- Title: Towards Closing the Sim to Real Gap in Collaborative Multi Robot Deep Reinforcement Learning
- Author: Wenshuai Zhao et. al.
- Publish Year: 2020
- Review Date: Sun, Dec 25, 2022
Summary of paper
- we introduce the effect of sensing, calibration, and accuracy mismatches in distributed reinforcement learning
- we discuss on how both the different types of perturbations and how the number of agents experiencing those perturbations affect the collaborative learning effort
This is, to the best of our knowledge, the first work exploring the limitation of PPO in multi-robot systems when considering that different robots might be exposed to different environment where their sensors or actuators have induced errors
with the conclusion of this work, we set the initial point for future work on designing and developing methods to achieve robust reinforcement learning on the presence of real-world perturbation that might differ within a multi-robot system.
Some key terms
Deep RL
- DRL algorithms work on a trial and error basis, where an agent interacts with its environment and receives a reward based on the performance.

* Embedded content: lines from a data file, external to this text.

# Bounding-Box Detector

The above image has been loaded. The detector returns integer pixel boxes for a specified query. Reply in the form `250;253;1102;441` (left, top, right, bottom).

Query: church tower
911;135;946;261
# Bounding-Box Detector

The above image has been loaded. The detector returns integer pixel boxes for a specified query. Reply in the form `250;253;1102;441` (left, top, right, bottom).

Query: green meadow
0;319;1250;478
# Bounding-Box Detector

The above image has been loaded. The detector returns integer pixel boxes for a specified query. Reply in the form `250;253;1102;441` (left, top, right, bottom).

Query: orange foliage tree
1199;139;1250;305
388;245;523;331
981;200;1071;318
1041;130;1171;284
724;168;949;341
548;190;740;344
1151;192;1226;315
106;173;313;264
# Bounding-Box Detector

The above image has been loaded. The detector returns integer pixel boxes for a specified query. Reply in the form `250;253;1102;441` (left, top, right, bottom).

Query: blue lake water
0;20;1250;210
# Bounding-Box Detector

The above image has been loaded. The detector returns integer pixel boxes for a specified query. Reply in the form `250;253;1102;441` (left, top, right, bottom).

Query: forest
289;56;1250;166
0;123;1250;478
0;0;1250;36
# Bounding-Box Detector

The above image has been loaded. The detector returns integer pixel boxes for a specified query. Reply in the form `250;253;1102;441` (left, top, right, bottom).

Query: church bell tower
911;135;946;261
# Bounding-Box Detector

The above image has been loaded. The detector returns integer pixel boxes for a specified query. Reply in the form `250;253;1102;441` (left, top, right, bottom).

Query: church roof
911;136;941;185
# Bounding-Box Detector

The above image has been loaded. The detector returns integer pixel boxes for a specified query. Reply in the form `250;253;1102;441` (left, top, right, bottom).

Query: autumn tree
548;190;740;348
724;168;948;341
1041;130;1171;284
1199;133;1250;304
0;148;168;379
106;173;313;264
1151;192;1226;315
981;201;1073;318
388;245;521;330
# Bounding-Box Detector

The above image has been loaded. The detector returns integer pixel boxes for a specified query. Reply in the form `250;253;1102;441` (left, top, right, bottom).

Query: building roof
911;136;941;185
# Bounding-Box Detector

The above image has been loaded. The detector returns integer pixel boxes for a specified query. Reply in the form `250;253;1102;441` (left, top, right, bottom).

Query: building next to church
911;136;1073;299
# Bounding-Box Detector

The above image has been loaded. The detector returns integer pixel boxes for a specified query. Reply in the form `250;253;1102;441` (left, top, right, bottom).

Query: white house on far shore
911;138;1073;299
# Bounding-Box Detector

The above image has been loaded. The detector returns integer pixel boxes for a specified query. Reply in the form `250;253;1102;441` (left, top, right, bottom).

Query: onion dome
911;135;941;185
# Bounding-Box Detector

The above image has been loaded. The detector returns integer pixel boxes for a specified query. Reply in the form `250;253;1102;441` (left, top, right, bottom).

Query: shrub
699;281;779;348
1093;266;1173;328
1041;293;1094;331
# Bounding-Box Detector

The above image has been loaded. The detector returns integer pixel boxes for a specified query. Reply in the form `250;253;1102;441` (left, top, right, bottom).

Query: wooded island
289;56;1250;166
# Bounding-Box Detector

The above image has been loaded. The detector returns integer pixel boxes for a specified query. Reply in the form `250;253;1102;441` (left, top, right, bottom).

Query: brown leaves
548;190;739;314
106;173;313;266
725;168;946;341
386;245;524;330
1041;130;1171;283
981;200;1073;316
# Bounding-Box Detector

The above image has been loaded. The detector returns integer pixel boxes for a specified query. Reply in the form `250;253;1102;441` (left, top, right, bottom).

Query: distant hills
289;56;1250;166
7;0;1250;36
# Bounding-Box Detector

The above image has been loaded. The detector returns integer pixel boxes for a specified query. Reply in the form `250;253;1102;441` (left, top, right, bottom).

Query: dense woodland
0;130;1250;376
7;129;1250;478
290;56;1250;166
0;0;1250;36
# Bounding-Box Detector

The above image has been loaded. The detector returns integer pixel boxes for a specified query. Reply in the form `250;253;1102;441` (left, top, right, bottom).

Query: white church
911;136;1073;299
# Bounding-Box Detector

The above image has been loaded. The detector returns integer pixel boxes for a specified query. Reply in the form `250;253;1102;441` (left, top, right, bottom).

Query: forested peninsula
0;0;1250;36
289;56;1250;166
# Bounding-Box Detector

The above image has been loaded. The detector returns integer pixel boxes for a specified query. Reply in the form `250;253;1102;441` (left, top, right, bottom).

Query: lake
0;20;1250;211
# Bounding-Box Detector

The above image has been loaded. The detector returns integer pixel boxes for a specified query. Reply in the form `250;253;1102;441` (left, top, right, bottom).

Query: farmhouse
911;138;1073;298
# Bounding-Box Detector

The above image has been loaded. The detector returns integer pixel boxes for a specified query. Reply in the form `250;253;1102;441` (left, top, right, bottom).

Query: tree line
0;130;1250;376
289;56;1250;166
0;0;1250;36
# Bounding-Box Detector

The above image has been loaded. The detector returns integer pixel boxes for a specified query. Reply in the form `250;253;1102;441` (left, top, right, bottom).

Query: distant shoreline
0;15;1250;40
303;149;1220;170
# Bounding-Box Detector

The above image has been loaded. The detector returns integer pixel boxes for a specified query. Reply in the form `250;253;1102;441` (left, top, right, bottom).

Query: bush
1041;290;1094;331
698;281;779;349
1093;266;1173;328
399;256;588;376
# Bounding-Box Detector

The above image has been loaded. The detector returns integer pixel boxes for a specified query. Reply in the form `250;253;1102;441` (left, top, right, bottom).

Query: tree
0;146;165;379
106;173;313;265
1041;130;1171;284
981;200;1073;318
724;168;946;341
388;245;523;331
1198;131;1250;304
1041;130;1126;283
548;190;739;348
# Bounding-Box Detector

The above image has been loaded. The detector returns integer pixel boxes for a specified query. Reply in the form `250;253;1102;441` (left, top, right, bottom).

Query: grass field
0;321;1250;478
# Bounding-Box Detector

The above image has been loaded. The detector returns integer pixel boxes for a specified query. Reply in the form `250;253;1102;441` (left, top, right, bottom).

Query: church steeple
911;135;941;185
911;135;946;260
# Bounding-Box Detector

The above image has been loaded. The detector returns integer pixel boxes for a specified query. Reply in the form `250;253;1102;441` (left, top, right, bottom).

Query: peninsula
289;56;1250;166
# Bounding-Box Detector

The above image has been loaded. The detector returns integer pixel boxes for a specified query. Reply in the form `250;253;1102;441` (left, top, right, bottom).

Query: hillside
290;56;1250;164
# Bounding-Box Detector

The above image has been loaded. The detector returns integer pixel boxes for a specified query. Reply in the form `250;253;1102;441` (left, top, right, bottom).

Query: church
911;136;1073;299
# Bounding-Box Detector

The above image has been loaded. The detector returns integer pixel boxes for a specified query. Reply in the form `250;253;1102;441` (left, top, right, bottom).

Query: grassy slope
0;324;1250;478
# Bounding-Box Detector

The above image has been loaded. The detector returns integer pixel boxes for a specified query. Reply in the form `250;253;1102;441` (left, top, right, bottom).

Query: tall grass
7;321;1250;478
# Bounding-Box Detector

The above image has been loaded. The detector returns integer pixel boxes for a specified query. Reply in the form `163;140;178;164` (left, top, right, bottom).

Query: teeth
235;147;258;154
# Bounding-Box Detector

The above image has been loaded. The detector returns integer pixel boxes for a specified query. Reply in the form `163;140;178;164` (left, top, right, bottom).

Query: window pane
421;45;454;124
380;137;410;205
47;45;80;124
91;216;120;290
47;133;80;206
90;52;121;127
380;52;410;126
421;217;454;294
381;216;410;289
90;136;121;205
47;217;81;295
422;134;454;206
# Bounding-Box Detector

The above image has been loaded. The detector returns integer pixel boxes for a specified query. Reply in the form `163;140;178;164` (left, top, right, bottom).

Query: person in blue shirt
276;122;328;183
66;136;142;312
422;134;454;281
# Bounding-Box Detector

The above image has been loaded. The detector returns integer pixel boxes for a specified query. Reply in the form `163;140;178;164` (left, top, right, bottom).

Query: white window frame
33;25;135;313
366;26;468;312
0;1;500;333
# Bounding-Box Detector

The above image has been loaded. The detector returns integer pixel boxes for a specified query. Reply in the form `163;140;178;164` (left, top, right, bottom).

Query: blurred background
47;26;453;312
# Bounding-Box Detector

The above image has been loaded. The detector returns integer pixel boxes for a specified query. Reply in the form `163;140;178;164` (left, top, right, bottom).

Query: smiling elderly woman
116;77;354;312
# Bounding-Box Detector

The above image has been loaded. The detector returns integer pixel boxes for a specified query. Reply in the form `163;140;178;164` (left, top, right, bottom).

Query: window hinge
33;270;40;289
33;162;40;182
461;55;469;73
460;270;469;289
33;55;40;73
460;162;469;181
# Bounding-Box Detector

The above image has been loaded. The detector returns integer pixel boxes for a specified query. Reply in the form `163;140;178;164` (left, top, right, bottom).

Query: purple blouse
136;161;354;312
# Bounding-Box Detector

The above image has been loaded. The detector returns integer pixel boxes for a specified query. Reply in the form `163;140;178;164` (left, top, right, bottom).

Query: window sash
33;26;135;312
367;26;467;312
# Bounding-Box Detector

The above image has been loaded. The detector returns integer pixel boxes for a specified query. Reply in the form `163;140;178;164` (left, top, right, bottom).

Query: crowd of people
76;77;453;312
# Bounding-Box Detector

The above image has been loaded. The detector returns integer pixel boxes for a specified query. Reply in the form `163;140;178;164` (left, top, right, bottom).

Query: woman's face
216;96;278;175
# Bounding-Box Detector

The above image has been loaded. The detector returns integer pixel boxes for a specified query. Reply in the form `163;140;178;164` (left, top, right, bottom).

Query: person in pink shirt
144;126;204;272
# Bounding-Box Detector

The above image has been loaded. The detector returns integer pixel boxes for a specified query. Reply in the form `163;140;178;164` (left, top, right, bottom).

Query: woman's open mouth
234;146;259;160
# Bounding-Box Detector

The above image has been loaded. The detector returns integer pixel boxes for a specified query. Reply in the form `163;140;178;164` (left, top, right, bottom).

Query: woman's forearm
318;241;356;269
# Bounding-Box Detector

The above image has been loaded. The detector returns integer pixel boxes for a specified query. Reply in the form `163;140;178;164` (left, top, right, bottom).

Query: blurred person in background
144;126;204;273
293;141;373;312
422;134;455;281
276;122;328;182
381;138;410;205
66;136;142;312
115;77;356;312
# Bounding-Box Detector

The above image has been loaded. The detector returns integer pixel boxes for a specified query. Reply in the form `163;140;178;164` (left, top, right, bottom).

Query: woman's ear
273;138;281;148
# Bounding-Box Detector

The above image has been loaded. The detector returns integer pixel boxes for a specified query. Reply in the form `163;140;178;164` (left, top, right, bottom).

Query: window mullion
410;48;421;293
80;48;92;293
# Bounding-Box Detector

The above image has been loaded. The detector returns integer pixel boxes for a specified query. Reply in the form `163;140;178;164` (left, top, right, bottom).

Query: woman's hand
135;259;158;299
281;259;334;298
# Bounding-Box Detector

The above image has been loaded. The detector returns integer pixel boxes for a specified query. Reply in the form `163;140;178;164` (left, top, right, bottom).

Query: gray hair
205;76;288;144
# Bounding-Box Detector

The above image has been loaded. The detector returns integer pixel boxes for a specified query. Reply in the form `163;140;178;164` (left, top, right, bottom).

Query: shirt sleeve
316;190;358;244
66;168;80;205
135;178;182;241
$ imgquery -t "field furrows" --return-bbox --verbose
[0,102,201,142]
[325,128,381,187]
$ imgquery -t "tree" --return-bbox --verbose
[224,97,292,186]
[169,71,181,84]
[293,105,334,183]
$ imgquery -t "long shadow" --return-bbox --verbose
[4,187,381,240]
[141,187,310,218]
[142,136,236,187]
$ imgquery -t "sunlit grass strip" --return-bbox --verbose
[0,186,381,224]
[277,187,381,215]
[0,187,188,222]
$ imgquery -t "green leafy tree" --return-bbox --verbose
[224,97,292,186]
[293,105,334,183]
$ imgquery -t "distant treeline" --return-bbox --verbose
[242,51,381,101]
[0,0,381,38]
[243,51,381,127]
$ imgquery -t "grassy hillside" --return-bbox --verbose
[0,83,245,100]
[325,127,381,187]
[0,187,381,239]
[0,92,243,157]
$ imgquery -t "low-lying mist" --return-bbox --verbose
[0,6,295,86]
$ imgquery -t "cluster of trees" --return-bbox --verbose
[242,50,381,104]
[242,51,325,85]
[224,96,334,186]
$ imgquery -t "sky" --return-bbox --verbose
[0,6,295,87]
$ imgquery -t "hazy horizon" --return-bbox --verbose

- there are DRL approaches that rely on multiple agents to parallelise the learning process or explore a wider variety of experiences.
- for a fixed small magnitude in the perturbation, the agents still converge on a policy that works for both subsets (the original and the perturbed)
- Among disturbances in the model’s input (sensing, reward) and output (actuation, action) -> the disturbances in the ability of the robots to actuate properly have had a comparatively worse effect than those in their ability to sense to the position of object accurately
- though the empirical analysis showed that RL algorithm can still converge under the reward disturbance, the experiment is not conducted in the sparse reward environment.
Major comments
- PPO has been identifies ad one of the most robust approaches against reward perturbation.
- ref: Zhao, Wenshuai, et al. “Towards closing the sim-to-real gap in collaborative multi-robot deep reinforcement learning.” 2020 5th International Conference on Robotics and Automation Engineering (ICRAE). IEEE, 2020.
- ref: Wang, Jingkang, Yang Liu, and Bo Li. “Reinforcement learning with perturbed rewards.” Proceedings of the AAAI conference on artificial intelligence. Vol. 34. No. 04. 2020.